Drummond Street, NW1

Drummond Street, west of Euston Station, seems like an unassuming stretch of townhouses, flats, restaurants and shops.

Look closer – almost every store and restaurant is South Asian. Menus feature Mumbai-style street food, Lahori lamb kebabs and South Indian masala dosa.

The 1970s witnessed an arrival of East African Asians in the UK. Drummond Street became a taste of home to London’s South Asian community because of a growing presence of family-run cafes and stores.

Diwana Bhel Poori House – which opened in 1970 – claims to be the oldest South Indian vegetarian restaurant in Britain.

Drummond Street had begun some 150 years before. The leasing of land locally for house building was handled by John and Charles Drummond, who were bankers, and hence the name. The area was laid out from the mid-1820s onwards on formerly agricultural land. Three squares were planned as markets for the sale of, respectively, hay, vegetables and meat. Only Cumberland Market – the hay and straw market – served its intended purpose to supersede the original function of the West End’s Haymarket.

Drummond Street used to be much longer, continuing through what is now Euston station and then what is now called Doric Way. On Drummond Street was the main entrance to the station – the Euston Arch.

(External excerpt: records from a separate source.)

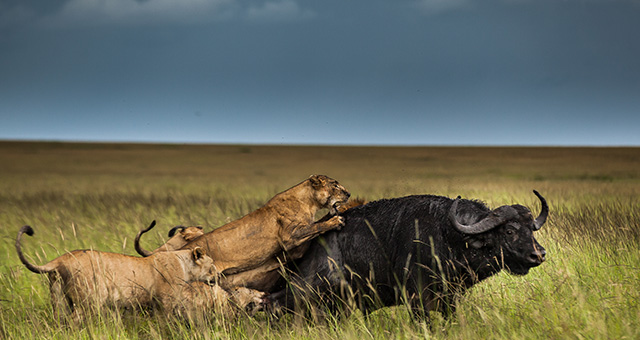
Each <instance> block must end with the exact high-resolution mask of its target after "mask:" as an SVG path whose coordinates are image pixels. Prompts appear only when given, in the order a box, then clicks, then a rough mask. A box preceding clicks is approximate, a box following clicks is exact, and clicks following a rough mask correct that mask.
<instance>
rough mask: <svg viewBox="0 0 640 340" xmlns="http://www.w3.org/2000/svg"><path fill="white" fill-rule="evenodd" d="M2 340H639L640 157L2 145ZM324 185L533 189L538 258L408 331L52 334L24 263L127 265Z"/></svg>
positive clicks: (167, 332)
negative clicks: (175, 232)
mask: <svg viewBox="0 0 640 340" xmlns="http://www.w3.org/2000/svg"><path fill="white" fill-rule="evenodd" d="M0 164H2V166H0V236H1V239H2V242H0V338H6V339H22V338H43V339H68V338H77V339H85V338H87V339H89V338H126V339H172V338H186V337H189V338H196V339H218V338H229V339H244V338H257V339H273V338H277V339H320V338H322V339H325V338H334V339H363V338H364V339H382V338H384V339H389V338H394V339H395V338H397V339H410V338H435V339H469V338H487V339H505V338H508V339H540V338H570V339H575V338H577V339H612V338H613V339H623V338H627V339H637V338H640V331H639V330H640V321H639V320H640V306H639V301H640V293H639V292H640V265H639V263H640V213H639V212H640V199H639V198H640V149H637V148H364V147H362V148H357V147H273V146H233V145H225V146H206V145H196V146H180V145H124V144H65V143H6V142H5V143H0ZM314 173H323V174H326V175H329V176H331V177H334V178H336V179H338V180H339V181H340V183H341V184H344V185H345V186H346V187H347V188H348V189H349V190H350V191H351V193H352V194H353V195H354V196H360V197H365V198H367V199H369V200H373V199H378V198H382V197H395V196H402V195H409V194H418V193H431V194H439V195H445V196H450V197H455V196H457V195H462V196H463V197H469V198H477V199H481V200H484V201H486V202H487V204H488V205H490V206H492V207H495V206H498V205H503V204H513V203H520V204H523V205H526V206H529V207H531V208H532V210H533V211H534V214H535V213H536V212H538V211H539V202H538V200H537V198H536V197H535V196H534V195H533V194H532V193H531V190H532V189H537V190H538V191H540V192H541V193H542V194H543V195H544V196H545V197H546V198H547V200H548V201H549V203H550V206H551V215H550V217H549V220H548V222H547V224H546V225H545V227H544V228H543V229H542V230H540V231H539V232H537V235H536V237H537V239H538V241H539V242H540V243H541V244H542V245H543V246H544V247H545V248H546V249H547V253H548V255H547V258H548V261H547V262H545V263H543V264H542V265H541V266H540V267H537V268H534V269H532V270H531V272H530V273H529V274H528V275H526V276H522V277H517V276H511V275H509V274H507V273H500V274H498V275H496V276H494V277H492V278H490V279H488V280H486V281H484V282H482V283H480V284H478V285H476V286H475V287H474V288H472V289H471V290H470V291H469V292H468V293H467V294H466V295H465V296H464V297H462V299H461V301H460V302H459V304H458V308H457V310H456V313H455V315H454V316H453V317H452V318H449V319H443V318H442V317H441V316H440V315H438V314H434V315H432V318H431V322H430V323H429V324H427V323H425V322H421V321H415V320H413V319H412V318H411V316H410V315H409V313H408V312H407V310H406V308H403V307H402V306H400V307H394V308H383V309H380V310H378V311H376V312H374V313H372V314H371V315H369V316H367V317H365V316H363V315H362V314H361V313H358V312H356V313H353V314H351V315H328V316H327V318H326V319H325V320H324V321H323V322H315V321H314V320H300V319H299V318H296V317H294V316H291V315H288V316H285V317H284V318H282V319H281V320H279V321H275V320H271V319H269V318H268V317H267V316H266V315H264V314H263V313H259V314H258V315H257V316H256V317H254V318H239V319H237V320H231V319H224V318H222V317H216V316H212V317H211V318H210V319H207V320H206V322H204V323H203V324H197V325H191V326H187V325H185V324H184V323H183V322H180V320H174V319H167V318H164V317H163V316H161V315H154V314H148V313H144V312H129V313H124V314H121V313H113V312H105V313H103V314H101V315H98V316H96V317H94V318H92V319H91V320H89V321H88V322H86V323H85V324H83V325H81V326H78V327H69V326H68V325H64V324H58V323H57V322H56V320H55V318H54V316H53V313H52V308H51V304H50V301H49V296H48V287H47V280H46V278H45V277H44V276H42V275H36V274H33V273H31V272H29V271H28V270H26V269H25V268H24V266H22V265H21V264H20V263H19V261H18V259H17V256H16V254H15V249H14V246H13V243H14V241H15V236H16V233H17V231H18V229H19V228H20V227H21V226H22V225H25V224H29V225H31V226H32V227H33V228H34V230H35V235H34V236H33V237H24V238H23V242H22V244H23V250H24V252H25V253H26V254H27V256H28V257H30V258H31V259H32V260H33V261H34V262H36V263H45V262H47V261H48V260H51V259H53V258H55V257H57V256H59V255H60V254H62V253H64V252H66V251H69V250H73V249H80V248H93V249H98V250H104V251H115V252H121V253H126V254H132V255H133V254H134V250H133V245H132V240H133V237H134V236H135V234H136V233H137V231H138V230H139V229H140V228H143V227H146V226H147V225H148V224H149V222H150V221H151V220H154V219H155V220H157V221H158V226H157V227H156V228H155V229H154V230H153V231H152V232H150V233H148V234H147V235H145V238H143V243H144V244H145V245H146V248H154V247H155V246H157V245H159V244H161V243H163V241H164V240H165V239H166V232H167V231H168V230H169V228H171V227H172V226H174V225H177V224H183V225H202V226H204V227H205V230H206V231H208V230H212V229H213V228H215V227H217V226H220V225H222V224H224V223H226V222H228V221H230V220H233V219H235V218H238V217H240V216H242V215H244V214H246V213H248V212H250V211H252V210H253V209H255V208H257V207H259V206H260V205H261V204H262V203H264V202H266V201H267V200H268V199H269V198H270V197H271V196H273V195H274V194H275V193H277V192H279V191H282V190H285V189H287V188H288V187H291V186H293V185H295V184H296V183H298V182H300V181H302V180H304V179H305V178H306V177H308V176H309V175H311V174H314Z"/></svg>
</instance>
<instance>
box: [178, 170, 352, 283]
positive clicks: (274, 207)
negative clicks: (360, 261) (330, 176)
mask: <svg viewBox="0 0 640 340" xmlns="http://www.w3.org/2000/svg"><path fill="white" fill-rule="evenodd" d="M349 196H350V194H349V192H348V191H347V190H346V189H345V188H344V187H343V186H341V185H340V184H339V183H338V182H337V181H336V180H334V179H332V178H329V177H327V176H324V175H312V176H311V177H309V178H308V179H306V180H305V181H303V182H301V183H299V184H297V185H295V186H293V187H291V188H289V189H287V190H285V191H283V192H281V193H279V194H277V195H275V196H274V197H273V198H271V199H270V200H269V201H268V202H267V203H265V205H264V206H262V207H260V208H258V209H257V210H255V211H253V212H251V213H249V214H247V215H245V216H243V217H241V218H239V219H237V220H235V221H232V222H230V223H227V224H225V225H223V226H221V227H219V228H217V229H215V230H213V231H211V232H209V233H206V234H204V235H202V236H200V237H198V238H196V239H195V240H192V241H190V242H189V243H187V244H186V245H185V246H184V247H183V249H193V248H195V247H202V248H204V249H205V251H206V252H207V255H209V256H211V258H213V260H214V263H215V265H216V268H218V270H219V271H220V272H221V273H222V277H221V281H220V284H221V285H222V287H223V288H225V289H230V288H233V287H247V288H251V289H256V290H258V291H263V292H268V291H270V290H271V289H272V288H273V287H274V286H275V285H276V284H277V281H278V278H279V275H280V273H279V270H278V269H279V268H281V266H282V264H283V263H286V262H287V261H289V260H292V259H296V258H300V257H301V256H302V255H303V251H300V250H301V249H304V248H306V246H307V244H308V242H309V241H310V240H311V239H313V238H315V237H316V236H318V235H320V234H322V233H324V232H326V231H329V230H334V229H338V230H339V229H340V228H341V227H342V225H343V224H344V220H343V218H342V217H340V216H337V215H336V214H337V210H338V208H339V206H340V205H342V204H344V203H345V202H347V200H348V199H349ZM325 208H326V209H329V211H330V213H331V214H333V215H336V216H333V217H331V218H329V219H327V220H326V221H321V222H317V223H314V218H315V214H316V212H317V211H318V210H320V209H325Z"/></svg>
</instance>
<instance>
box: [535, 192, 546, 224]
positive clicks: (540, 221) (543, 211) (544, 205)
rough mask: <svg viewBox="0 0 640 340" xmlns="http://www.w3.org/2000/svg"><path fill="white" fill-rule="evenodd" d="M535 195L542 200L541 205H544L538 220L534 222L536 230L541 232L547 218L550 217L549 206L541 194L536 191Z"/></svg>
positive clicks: (541, 201)
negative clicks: (542, 227) (549, 215)
mask: <svg viewBox="0 0 640 340" xmlns="http://www.w3.org/2000/svg"><path fill="white" fill-rule="evenodd" d="M533 193H534V194H536V196H538V198H539V199H540V203H542V209H541V210H540V215H538V217H536V220H535V221H534V222H533V225H534V230H540V228H542V226H543V225H544V222H546V221H547V216H549V206H548V205H547V200H545V199H544V197H542V195H540V193H538V192H537V191H535V190H534V191H533Z"/></svg>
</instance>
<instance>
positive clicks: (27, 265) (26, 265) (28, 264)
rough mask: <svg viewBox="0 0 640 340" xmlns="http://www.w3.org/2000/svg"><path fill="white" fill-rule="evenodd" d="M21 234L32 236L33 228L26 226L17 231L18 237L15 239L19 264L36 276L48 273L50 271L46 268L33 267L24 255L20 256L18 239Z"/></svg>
mask: <svg viewBox="0 0 640 340" xmlns="http://www.w3.org/2000/svg"><path fill="white" fill-rule="evenodd" d="M22 234H27V235H29V236H33V228H31V227H30V226H28V225H26V226H24V227H22V228H20V231H18V237H17V238H16V251H17V252H18V257H19V258H20V262H22V264H24V265H25V267H27V269H29V270H30V271H32V272H34V273H36V274H45V273H48V272H50V271H51V269H50V268H47V266H38V265H35V264H33V263H31V262H29V261H28V260H27V258H26V257H24V254H22V245H20V239H21V238H22Z"/></svg>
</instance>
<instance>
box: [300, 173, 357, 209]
mask: <svg viewBox="0 0 640 340" xmlns="http://www.w3.org/2000/svg"><path fill="white" fill-rule="evenodd" d="M309 182H310V183H311V187H312V188H313V190H314V195H315V199H316V201H317V202H318V203H319V204H320V206H321V207H322V208H328V209H329V211H330V212H331V214H336V213H337V211H338V207H339V206H340V205H342V204H344V203H346V202H347V200H349V197H350V196H351V194H350V193H349V192H348V191H347V189H345V188H344V187H343V186H342V185H340V183H338V181H336V180H335V179H333V178H330V177H327V176H325V175H312V176H311V177H309Z"/></svg>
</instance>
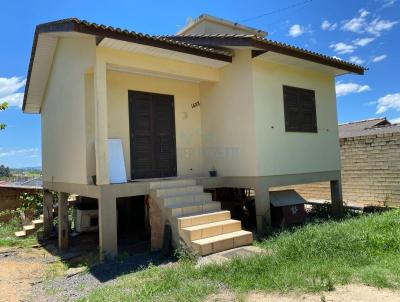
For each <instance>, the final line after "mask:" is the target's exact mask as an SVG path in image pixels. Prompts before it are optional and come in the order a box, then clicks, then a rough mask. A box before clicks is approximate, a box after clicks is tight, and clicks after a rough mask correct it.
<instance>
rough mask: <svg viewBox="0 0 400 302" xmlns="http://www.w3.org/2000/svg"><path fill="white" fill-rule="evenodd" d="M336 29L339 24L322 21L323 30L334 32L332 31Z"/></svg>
mask: <svg viewBox="0 0 400 302" xmlns="http://www.w3.org/2000/svg"><path fill="white" fill-rule="evenodd" d="M336 27H337V23H330V22H329V21H328V20H324V21H322V23H321V28H322V29H323V30H329V31H332V30H335V29H336Z"/></svg>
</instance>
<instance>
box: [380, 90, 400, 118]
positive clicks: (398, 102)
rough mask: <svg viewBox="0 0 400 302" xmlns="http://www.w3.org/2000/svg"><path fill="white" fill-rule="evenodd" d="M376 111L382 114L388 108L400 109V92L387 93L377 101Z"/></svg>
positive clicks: (385, 110)
mask: <svg viewBox="0 0 400 302" xmlns="http://www.w3.org/2000/svg"><path fill="white" fill-rule="evenodd" d="M376 103H377V105H376V113H377V114H380V113H383V112H385V111H387V110H388V109H394V110H396V111H400V92H398V93H395V94H387V95H385V96H383V97H381V98H380V99H378V101H377V102H376Z"/></svg>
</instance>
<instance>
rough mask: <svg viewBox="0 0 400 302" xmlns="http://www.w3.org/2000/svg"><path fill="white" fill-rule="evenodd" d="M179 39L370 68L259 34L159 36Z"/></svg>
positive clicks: (357, 67)
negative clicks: (263, 51)
mask: <svg viewBox="0 0 400 302" xmlns="http://www.w3.org/2000/svg"><path fill="white" fill-rule="evenodd" d="M159 37H165V38H168V39H173V40H177V41H185V42H188V43H191V44H196V45H203V46H209V47H229V46H248V47H253V48H255V49H259V50H264V51H266V52H267V51H271V52H277V53H281V54H285V55H288V56H292V57H297V58H299V59H304V60H308V61H312V62H315V63H319V64H323V65H327V66H331V67H335V68H338V69H343V70H345V71H349V72H353V73H357V74H364V71H366V70H368V69H367V68H366V67H363V66H361V65H357V64H353V63H350V62H346V61H343V60H340V59H337V58H334V57H330V56H326V55H323V54H320V53H317V52H314V51H310V50H307V49H304V48H301V47H297V46H293V45H289V44H286V43H282V42H278V41H274V40H270V39H264V38H261V37H259V36H257V35H246V34H207V35H172V36H171V35H169V36H159Z"/></svg>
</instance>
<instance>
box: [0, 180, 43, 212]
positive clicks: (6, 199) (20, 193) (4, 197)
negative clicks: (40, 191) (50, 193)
mask: <svg viewBox="0 0 400 302" xmlns="http://www.w3.org/2000/svg"><path fill="white" fill-rule="evenodd" d="M38 190H39V191H40V190H41V189H35V188H29V187H6V186H0V212H1V211H4V210H7V209H10V210H13V209H16V208H17V207H18V206H19V204H20V199H19V196H21V195H22V194H23V193H33V192H37V191H38Z"/></svg>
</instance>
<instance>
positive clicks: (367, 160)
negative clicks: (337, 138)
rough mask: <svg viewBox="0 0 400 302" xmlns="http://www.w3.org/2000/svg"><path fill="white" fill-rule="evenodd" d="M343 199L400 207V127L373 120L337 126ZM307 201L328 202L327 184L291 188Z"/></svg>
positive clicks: (297, 186) (344, 199)
mask: <svg viewBox="0 0 400 302" xmlns="http://www.w3.org/2000/svg"><path fill="white" fill-rule="evenodd" d="M339 137H340V140H339V141H340V149H341V150H340V154H341V163H342V186H343V200H344V201H345V202H349V203H356V204H360V205H389V206H397V207H398V206H400V124H392V123H390V122H389V121H388V120H387V119H386V118H374V119H369V120H364V121H357V122H351V123H346V124H342V125H339ZM294 188H295V189H296V191H297V192H298V193H300V194H301V195H302V196H303V197H304V198H306V199H330V192H329V186H328V184H327V183H313V184H309V185H301V186H295V187H294Z"/></svg>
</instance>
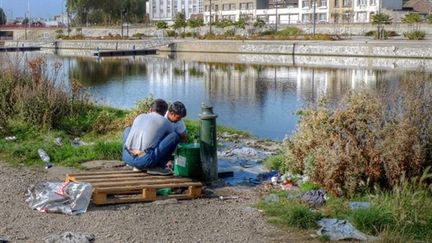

The eastern part of Drummond Street disappeared when Euston station was rebuilt and extended in 1961.

The Regent’s Park Estate redevelopment removed Osnaburgh Street – a route connecting three Nash Squares.

Along with the restaurants, notable is the Crown and Anchor – a Grade II listed public house at 137 Drummond Street.

In June 2021, an enterprise called the Drummond Streatery project was launched to help revive the street’s restaurant trade after the disruption caused by the pandemic and HS2 engineering works. The project was a collaboration between Camden Borough and a local business with the involvement of local traders.